Cardiac magnetic resonance feature tracking in Kawasaki disease convalescence
Objective: The objective of this study was to determine whether left ventricular (LV) myocardial deformation indices can detect subclinical abnormalities in Kawasaki disease convalescence. We hypothesized that subclinical myocardial abnormalities due to inflammation represent an early manifestation of the disease that persists in convalescence. Background: Myocardial inflammation has been described as a global finding in the acute phase of Kawasaki disease. Despite normal systolic function by routine functional measurements, reduced longitudinal strain and strain rate have been detected by echocardiography in the acute phase. Methods and Results: Peak systolic LV myocardial longitudinal, radial, and circumferential strain and strain rate were examined in 29 Kawasaki disease convalescent patients (15 males; mean [standard deviation] age: 11 [6.6] years; median interval from disease onset: 5.8 [5.4] years) and 10 healthy volunteers (5 males; mean age: 14 [3.8] years) with the use of cardiac magnetic resonance (CMR) feature tracking. Routine indices of LV systolic function were normal in both groups. Comparisons were made between normal controls and (i) the entire Kawasaki disease group, (ii) Kawasaki disease subgroup divided by coronary artery involvement. Average longitudinal and circumferential strain at all levels was lower in patients compared to normal controls.

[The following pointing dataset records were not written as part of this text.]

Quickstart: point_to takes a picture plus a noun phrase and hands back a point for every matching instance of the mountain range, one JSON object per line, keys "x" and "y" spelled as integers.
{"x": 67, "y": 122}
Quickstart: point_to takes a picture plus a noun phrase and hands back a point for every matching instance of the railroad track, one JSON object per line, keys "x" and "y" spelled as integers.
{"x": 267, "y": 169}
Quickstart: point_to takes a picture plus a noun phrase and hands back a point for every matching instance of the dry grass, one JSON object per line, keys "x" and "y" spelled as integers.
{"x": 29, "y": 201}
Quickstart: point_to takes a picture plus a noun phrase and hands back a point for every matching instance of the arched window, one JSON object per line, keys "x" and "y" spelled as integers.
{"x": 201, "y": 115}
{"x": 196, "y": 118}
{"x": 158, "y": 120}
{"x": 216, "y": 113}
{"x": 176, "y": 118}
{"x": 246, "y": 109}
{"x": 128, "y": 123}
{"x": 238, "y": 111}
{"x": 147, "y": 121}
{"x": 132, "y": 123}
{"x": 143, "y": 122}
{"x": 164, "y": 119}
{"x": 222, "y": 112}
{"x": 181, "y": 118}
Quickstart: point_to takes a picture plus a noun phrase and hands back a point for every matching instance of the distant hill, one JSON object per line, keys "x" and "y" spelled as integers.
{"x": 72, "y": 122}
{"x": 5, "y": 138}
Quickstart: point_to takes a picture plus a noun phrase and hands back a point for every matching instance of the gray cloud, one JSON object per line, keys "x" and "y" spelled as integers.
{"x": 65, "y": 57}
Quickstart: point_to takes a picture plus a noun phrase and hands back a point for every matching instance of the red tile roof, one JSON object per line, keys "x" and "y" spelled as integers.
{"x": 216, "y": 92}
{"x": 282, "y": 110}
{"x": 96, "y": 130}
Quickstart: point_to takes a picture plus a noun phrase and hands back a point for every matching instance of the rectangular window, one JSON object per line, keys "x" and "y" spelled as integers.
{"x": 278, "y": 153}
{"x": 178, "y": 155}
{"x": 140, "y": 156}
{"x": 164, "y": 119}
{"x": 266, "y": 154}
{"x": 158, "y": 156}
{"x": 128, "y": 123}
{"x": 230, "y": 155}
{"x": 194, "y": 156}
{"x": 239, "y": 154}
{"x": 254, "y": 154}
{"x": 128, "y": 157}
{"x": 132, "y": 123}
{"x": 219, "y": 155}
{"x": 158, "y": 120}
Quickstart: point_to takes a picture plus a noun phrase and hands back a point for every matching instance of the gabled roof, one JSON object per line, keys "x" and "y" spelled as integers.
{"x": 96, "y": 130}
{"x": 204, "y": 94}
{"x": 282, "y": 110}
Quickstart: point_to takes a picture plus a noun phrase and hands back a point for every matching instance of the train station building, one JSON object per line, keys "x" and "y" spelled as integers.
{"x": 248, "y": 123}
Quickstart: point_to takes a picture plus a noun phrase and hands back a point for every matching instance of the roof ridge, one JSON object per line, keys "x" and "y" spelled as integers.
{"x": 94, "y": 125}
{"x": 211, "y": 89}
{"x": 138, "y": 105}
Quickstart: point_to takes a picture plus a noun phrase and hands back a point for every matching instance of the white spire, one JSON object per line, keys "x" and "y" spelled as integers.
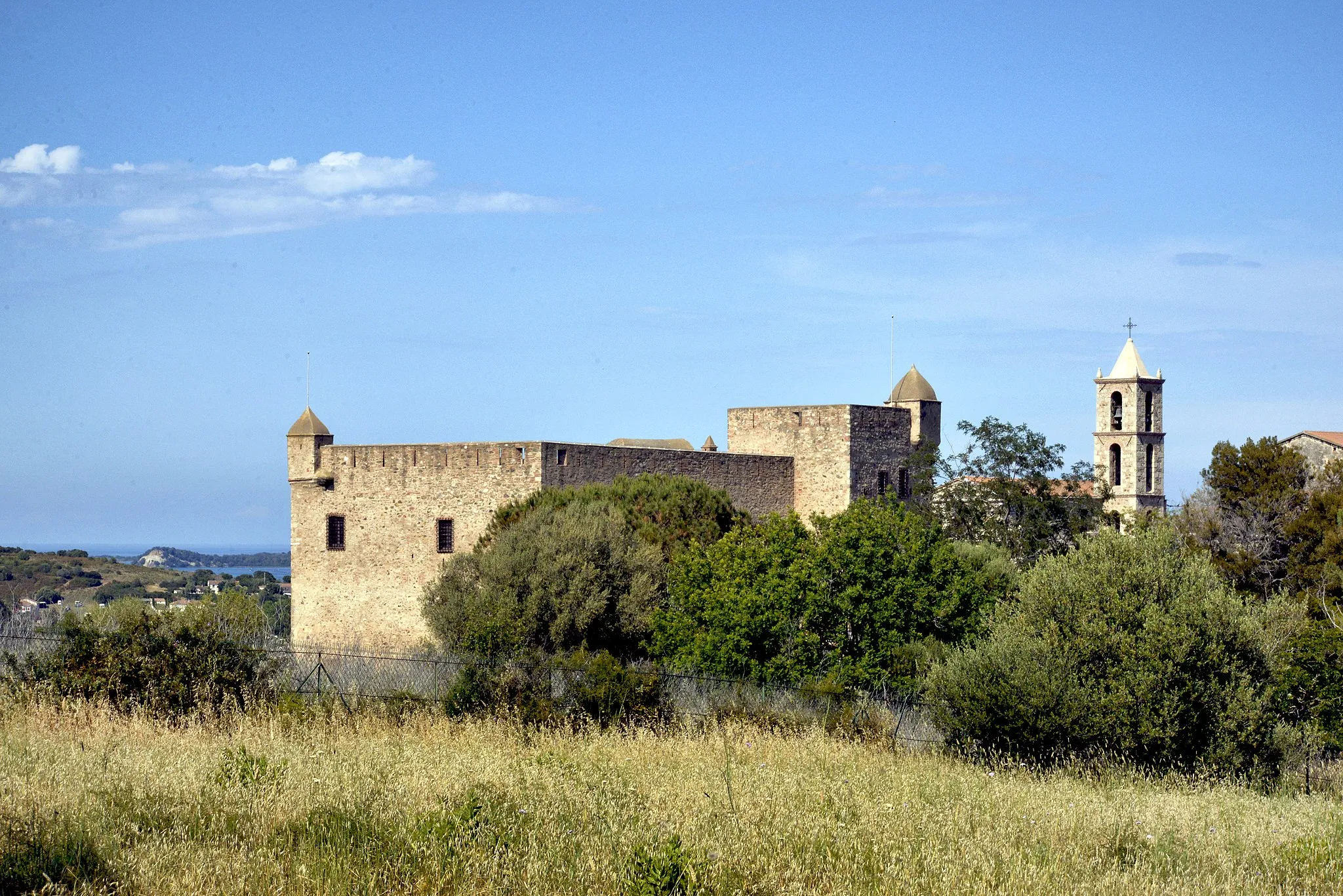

In subgroup analysis, both Kawasaki disease patients with and without a history of coronary involvement had similar longitudinal and circumferential strain at all levels and lower when compared to controls. There were lower circumferential and longitudinal values in Kawasaki disease patients with persisting coronary artery lesions when compared to those with regressed ones. Conclusion: In this CMR study in Kawasaki disease convalescent patients with preserved routine functional indices, we detected lower circumferential and longitudinal strain values compared to normal controls, irrespective of the coronary artery status.